AutoGluon: Deep Learning AutoML

Source: Deep Learning on Medium

AutoGluon: Deep Learning AutoML

Authors: Nick Erickson, Jonas Mueller, Hang Zhang, Balaji Kamakoti

Thanks to Aaron Markham, Mu Li, Matthias Seeger, Talia Chopra, and Sheng Zha for their early feedback and edits.

Introducing AutoGluon

AutoGluon is a new open source AutoML library that automates deep learning (DL) and machine learning (ML) for real world applications involving image, text and tabular datasets. Whether you are new to ML or an experienced practitioner, AutoGluon will simplify your workflow. With AutoGluon, you can develop and refine state-of-the-art DL models using just a few lines of Python code. In this post, we explain the benefits of AutoGluon, demonstrate how to install it on Linux, and get started using AutoGluon to solve real-world problems with state-of-the-art performance within minutes.

Motivation and Key Features

Historically, achieving state-of-the-art ML performance required extensive background knowledge, experience, and human effort. Data preparation, feature engineering, validation splitting, missing value handling, and model selection are just a few of the many tasks that must be addressed in ML applications. One particularly difficult task is the selection of hyperparameters.

Hyperparameters represent the many choices that must be made by the user when constructing a model, such as the data processing steps, neural network architecture, and the optimizer used during training. Each hyperparameter affects the predictive performance of the resulting model in an opaque fashion, and more powerful models (like deep neural networks) have increasingly more hyperparameters to tune. Slight hyperparameter modifications may significantly alter the model quality. As it’s usually unclear how to make these decisions, developers typically manually tweak various aspects of their ML pipeline in order to achieve strong predictive performance in practice, which can take many iterations and painstaking human effort.

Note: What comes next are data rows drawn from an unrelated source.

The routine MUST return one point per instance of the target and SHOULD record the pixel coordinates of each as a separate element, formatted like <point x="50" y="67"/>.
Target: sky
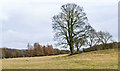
<point x="30" y="21"/>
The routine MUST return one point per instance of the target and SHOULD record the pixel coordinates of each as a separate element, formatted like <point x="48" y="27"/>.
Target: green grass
<point x="103" y="59"/>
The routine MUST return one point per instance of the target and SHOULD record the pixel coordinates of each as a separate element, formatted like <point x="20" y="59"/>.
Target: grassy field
<point x="103" y="59"/>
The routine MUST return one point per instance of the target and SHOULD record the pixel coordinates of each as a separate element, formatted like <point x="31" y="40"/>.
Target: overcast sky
<point x="29" y="21"/>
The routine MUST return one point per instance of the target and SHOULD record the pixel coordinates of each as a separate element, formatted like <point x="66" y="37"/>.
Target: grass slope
<point x="103" y="59"/>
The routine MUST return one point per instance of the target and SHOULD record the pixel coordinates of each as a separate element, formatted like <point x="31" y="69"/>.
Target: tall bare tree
<point x="69" y="24"/>
<point x="104" y="37"/>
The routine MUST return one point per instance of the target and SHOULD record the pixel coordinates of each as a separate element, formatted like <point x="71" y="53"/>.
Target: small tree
<point x="104" y="37"/>
<point x="91" y="36"/>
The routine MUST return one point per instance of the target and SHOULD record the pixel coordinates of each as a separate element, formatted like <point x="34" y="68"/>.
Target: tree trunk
<point x="77" y="50"/>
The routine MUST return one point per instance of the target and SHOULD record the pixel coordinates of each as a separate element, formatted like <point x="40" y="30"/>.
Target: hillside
<point x="103" y="59"/>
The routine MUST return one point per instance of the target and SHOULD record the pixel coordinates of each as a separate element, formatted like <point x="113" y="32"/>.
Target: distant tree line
<point x="32" y="51"/>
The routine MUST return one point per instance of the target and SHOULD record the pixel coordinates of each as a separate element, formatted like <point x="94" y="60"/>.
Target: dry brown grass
<point x="104" y="59"/>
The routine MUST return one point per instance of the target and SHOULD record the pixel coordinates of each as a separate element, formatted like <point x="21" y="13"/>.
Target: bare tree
<point x="91" y="36"/>
<point x="104" y="37"/>
<point x="69" y="24"/>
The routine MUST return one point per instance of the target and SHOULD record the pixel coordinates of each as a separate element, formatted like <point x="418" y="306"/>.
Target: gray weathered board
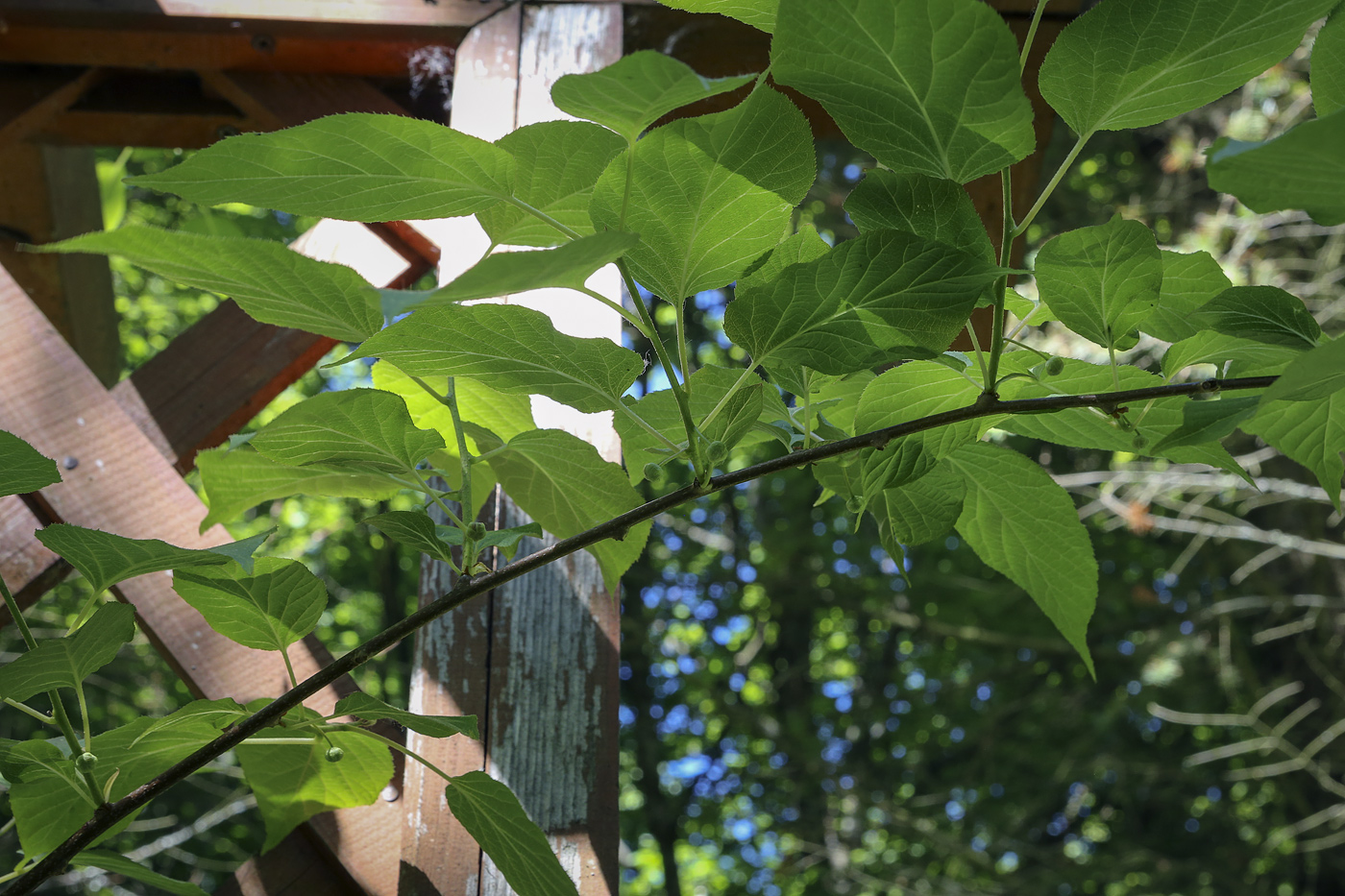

AutoGluon automates all of the previously mentioned tasks, creating a truly hands-off-the-wheel experience. Rather than spending your own valuable time managing these experiments or learning how to do them in the first place, you can simply specify when you’d like to have your trained model ready, and AutoGluon will leverage the available compute resources to find the strongest ML methods within its allotted run-time.

AutoGluon enables you to automatically achieve state-of-the-art performance on tasks such as image classification, object detection, text classification, and supervised learning with tabular datasets. The hyperparameters of each task are automatically selected using advanced tuning algorithms such as Bayesian Optimization, Hyperband, and Reinforcement Learning. With AutoGluon, you don’t have to have any familiarity with the underlying models, as all hyperparameters will be automatically tuned within default ranges that are known to perform well for the particular task and model.

For expert ML practitioners, AutoGluon allows this process to be easily customized. For example, you can specify ranges of values to consider for certain hyperparameters, and also use AutoGluon to automatically tune various aspects of your own custom models. If you have access to multiple machines AutoGluon can easily distribute its computation across them in order to return trained models more quickly.

AutoGluon by Example

Installation

Before training models, you will have to install AutoGluon. AutoGluon is supported on Linux, with MacOS and Windows support coming soon. AutoGluon can be installed by following the installation instructions here.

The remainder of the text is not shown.